Duas comunidades que foram particularmente afetadas pelas operações da Vale e das indústrias de ferro-gusa são o assentamento Califórnia e o povoado Piquiá de Baixo, ambas situadas no município de Açailândia, no interior do Maranhão.

No assentamento Califórnia moram 268 famílias que, a partir de 2005, foram obrigadas a conviver com a poluição advinda de 66 fornos de carvão vegetal, de propriedade da Vale. Hoje a área é cercada por grandes plantações de eucalipto. Em Piquiá de Baixo moram mais de 350 famílias que padecem dos impactos provocados por cinco indústrias de ferro-gusa e por instalações da Vale que operam ao longo da BR 222, próximas as casas da comunidade. Esses empreendimentos foram instalados a partir de 1987.

Também as violações de direitos que já estão ocorrendo sobre comunidades quilombolas, indígenas e de camponeses, em decorrência da duplicação da Estrada de Ferro Carajás, administrada em concessão pela Vale, fizeram parte do relatório e devem gerar quetionamentos aos representantes do Estado Brasileiro durante essa mesma sessão na ONU.

“No atual estágio do Direito Internacional, é legítimo a todo cidadão ou cidadã de um país que se considera lesado em seus direitos, remeter denúncias e buscar a intervenção de órgãos internacionais. Perante a comunidade internacional, o Estado brasileiro é o responsável pelo que acontece dentro de seu território e, se algo não vai bem, pode e deve ser cobrado e responsabilizado pelo descumprimento das normas internacionais que ele mesmo se dispõs a cumprir”, diz Andressa Caldas, diretora da ONG Justiça Global.

Danilo Chammas, advogado e membro da Rede Justiça nos Trilhos, outra das organizações que enviou o documento para a ONU no fim do ano passado, acrescenta que “infelizmente, a demora das autoridades brasileiras em reparar os danos já sofridos e em impedir que as violações sigam se repetindo nos fez chegar a esse ponto de voltar a denunciar essas violações internacionalmente.

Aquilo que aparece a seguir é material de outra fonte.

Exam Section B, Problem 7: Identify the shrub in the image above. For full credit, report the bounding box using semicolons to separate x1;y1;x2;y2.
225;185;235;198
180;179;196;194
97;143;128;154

Esperamos que a partir de agora, a partir das recomendações que virão da ONU, as autoridades brasileiras ajam com maior vigor na defesa dos direitos das comunidades de Piquiá de Baixo, do Assentamento California e de todas as outras igualmente impactadas pelas atividades de mineração e de produção de ferro-gusa no Maranhão e em todo o país.”  

Sobre a Revisão Periódica Universal
A RPU é um mecanismo do Conselho de Direitos Humanos da ONU para monitorar regularmente o cumprimento, por parte de cada um dos 193 Estados-Membros da ONU, das suas obrigações e compromissos sobre os direitos humanos. Trata-se de um processo de revisão entre Estados, a que todos os Estados-Membros das Nações Unidas são submetidos a cada quatro anos e meio, com o objetivo de melhorar a situação dos direitos humanos nos países.

Uma parte importante desta revisão é o encontro de três horas e meia no Grupo de Trabalho sobre a RPU entre o Estado, observadores e os Estados-Membros participantes. Durante este debate, os Estados-Membros podem fazer perguntas e recomendações ao Estado em revisão. O resultado da revisão será um relatório que contém um resumo do processo de revisão, as conclusões e/ou recomendações, além dos compromissos voluntários assumidos pelo Estado em questão.